Keeping bees on Long Island since 1949.

Honey Bee Products Primer

Honey is a delicious natural sweeter that can be used in lieu of cane sugar. Of course, the best honey is local honey. But honey bees also provide us with a host of other good things. Below is a description of the most common honey bee products, and you can find a list of Long Island beekeepers who offer many of them here. Our local beekeepers are ready to provide you with the best all natural products, made by Long Island honey bees.

Beeswax: Honey bees have wax-producing glands on the underside of their abdomens. They manipulate this wax to create vertical sheets, or comb, of hexagonal (six-sided) tubes, or cells, that are used to store nectar, pollen, and to raise new bees. Because beeswax has a high melting point (144 to 147 degrees F), it makes for excellent candles that have a "warmer" colored flame and very little visible smoke. Beeswax is also used in natural soaps, lotions, and cosmetics such as lip balm, and as a superior wood polish.

Honey: Honey bees collect nectar from flowers, return to the hive and store it in wax honeycomb to use as a source of carbohydrates. The bees then use their wings to create a strong draft across the honeycomb which evaporates most of the water from the nectar, producing thick, golden, sweet honey. When the nectar has become honey the bees seal it with a wax cap. The bees store honey to use as a source of food during the winter or when nectar is scarce. As long as there is room in the hive, honey bees will store more honey than they will normally need, so beekeepers remove the excess honey and honeycomb. Bottled liquid honey is honey removed from the comb; chunk or comb honey is honey still in the wax honeycomb, straight from the hive.
Warning: Honey should not be fed to infants under one year of age. In rare instances honey can contain a minute quantity of a naturally occurring substance that is harmless to adults but can make children under 12 months ill.

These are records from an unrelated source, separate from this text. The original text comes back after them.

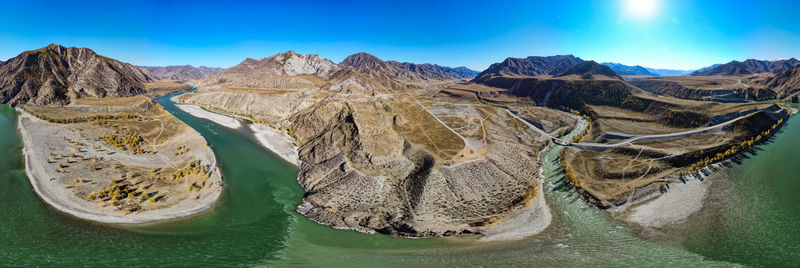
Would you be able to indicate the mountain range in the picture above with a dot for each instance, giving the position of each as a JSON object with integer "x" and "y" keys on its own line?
{"x": 54, "y": 75}
{"x": 786, "y": 84}
{"x": 530, "y": 66}
{"x": 360, "y": 72}
{"x": 750, "y": 66}
{"x": 181, "y": 73}
{"x": 622, "y": 69}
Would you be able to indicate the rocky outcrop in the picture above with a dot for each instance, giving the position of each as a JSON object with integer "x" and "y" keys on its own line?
{"x": 181, "y": 73}
{"x": 750, "y": 66}
{"x": 787, "y": 84}
{"x": 55, "y": 75}
{"x": 402, "y": 188}
{"x": 287, "y": 70}
{"x": 622, "y": 69}
{"x": 435, "y": 72}
{"x": 588, "y": 69}
{"x": 530, "y": 66}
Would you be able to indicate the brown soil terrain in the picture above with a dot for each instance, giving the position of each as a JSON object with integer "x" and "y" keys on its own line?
{"x": 132, "y": 164}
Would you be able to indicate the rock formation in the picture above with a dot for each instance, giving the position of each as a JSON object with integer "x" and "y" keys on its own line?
{"x": 530, "y": 66}
{"x": 750, "y": 66}
{"x": 56, "y": 75}
{"x": 622, "y": 69}
{"x": 181, "y": 73}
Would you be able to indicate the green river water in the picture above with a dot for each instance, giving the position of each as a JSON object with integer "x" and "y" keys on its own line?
{"x": 749, "y": 220}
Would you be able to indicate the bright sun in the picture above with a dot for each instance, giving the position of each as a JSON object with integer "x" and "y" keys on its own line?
{"x": 641, "y": 8}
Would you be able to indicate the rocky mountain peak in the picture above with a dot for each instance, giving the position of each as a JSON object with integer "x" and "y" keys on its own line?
{"x": 363, "y": 60}
{"x": 530, "y": 66}
{"x": 55, "y": 75}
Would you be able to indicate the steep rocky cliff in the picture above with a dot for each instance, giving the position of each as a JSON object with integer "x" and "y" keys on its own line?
{"x": 787, "y": 84}
{"x": 530, "y": 66}
{"x": 283, "y": 70}
{"x": 750, "y": 66}
{"x": 56, "y": 75}
{"x": 404, "y": 188}
{"x": 181, "y": 73}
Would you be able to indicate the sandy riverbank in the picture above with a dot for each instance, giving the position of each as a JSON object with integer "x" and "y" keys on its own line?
{"x": 270, "y": 138}
{"x": 50, "y": 186}
{"x": 276, "y": 142}
{"x": 220, "y": 119}
{"x": 533, "y": 220}
{"x": 674, "y": 206}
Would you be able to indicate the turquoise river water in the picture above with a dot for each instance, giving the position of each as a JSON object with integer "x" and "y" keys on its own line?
{"x": 748, "y": 221}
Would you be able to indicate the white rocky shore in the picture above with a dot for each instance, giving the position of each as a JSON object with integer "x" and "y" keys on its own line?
{"x": 47, "y": 186}
{"x": 674, "y": 206}
{"x": 272, "y": 139}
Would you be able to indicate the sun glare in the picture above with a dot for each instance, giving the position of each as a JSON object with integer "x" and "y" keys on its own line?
{"x": 641, "y": 8}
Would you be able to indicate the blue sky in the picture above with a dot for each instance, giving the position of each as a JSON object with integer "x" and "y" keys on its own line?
{"x": 678, "y": 34}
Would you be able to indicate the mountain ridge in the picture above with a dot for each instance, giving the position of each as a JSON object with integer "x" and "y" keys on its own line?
{"x": 181, "y": 72}
{"x": 56, "y": 75}
{"x": 622, "y": 69}
{"x": 750, "y": 66}
{"x": 530, "y": 66}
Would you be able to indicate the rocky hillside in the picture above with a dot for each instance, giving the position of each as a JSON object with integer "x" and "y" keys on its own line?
{"x": 787, "y": 84}
{"x": 435, "y": 72}
{"x": 622, "y": 69}
{"x": 287, "y": 70}
{"x": 56, "y": 75}
{"x": 750, "y": 66}
{"x": 181, "y": 73}
{"x": 668, "y": 72}
{"x": 588, "y": 69}
{"x": 530, "y": 66}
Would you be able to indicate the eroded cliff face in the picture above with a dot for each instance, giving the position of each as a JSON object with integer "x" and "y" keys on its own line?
{"x": 360, "y": 173}
{"x": 57, "y": 75}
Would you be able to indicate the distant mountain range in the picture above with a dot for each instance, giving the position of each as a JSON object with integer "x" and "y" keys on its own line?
{"x": 556, "y": 66}
{"x": 530, "y": 66}
{"x": 622, "y": 69}
{"x": 360, "y": 72}
{"x": 181, "y": 73}
{"x": 787, "y": 84}
{"x": 54, "y": 75}
{"x": 588, "y": 69}
{"x": 750, "y": 66}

Whipped Honey (also known as creamed honey, spun honey, churned honey, candied honey, and honey fondant): Honey that has been naturally crystallized producing a honey with a smooth, spreadable consistency.

Pollen (also known as bee bread): Honey bees collect pollen from flowers, return to the hive and store it in wax honeycomb to use as a source of protein. Beekeepers place specially designed pollen-traps at the hive entrance; as the pollen-carrying bees enter the hive some of the pollen is collected. Bee pollen is usually sold in bottles and people use it in naturopathic medicine and as a nutritional supplement.

Propolis: Honey bees collect resin from tree buds and sap to create a sticky glue that they use to fill gaps in the hive. Propolis is believed to be effective in the relief of various health problems, including inflammations, viral diseases, ulcers, superficial burns or scalds, and to promote heart health and strengthen the immune system. Some beekeepers believe that a piece of propolis kept in the mouth is a remedy for a sore throat.

Honey bee venom (also known as apitoxin): Worker honey bees have a stinger made to inject a small quantity of venom as a form of self-defense. Bee venom therapy is believed by some to be a treatment for rheumatism and joint diseases due to its anticoagulant and anti-inflammatory properties.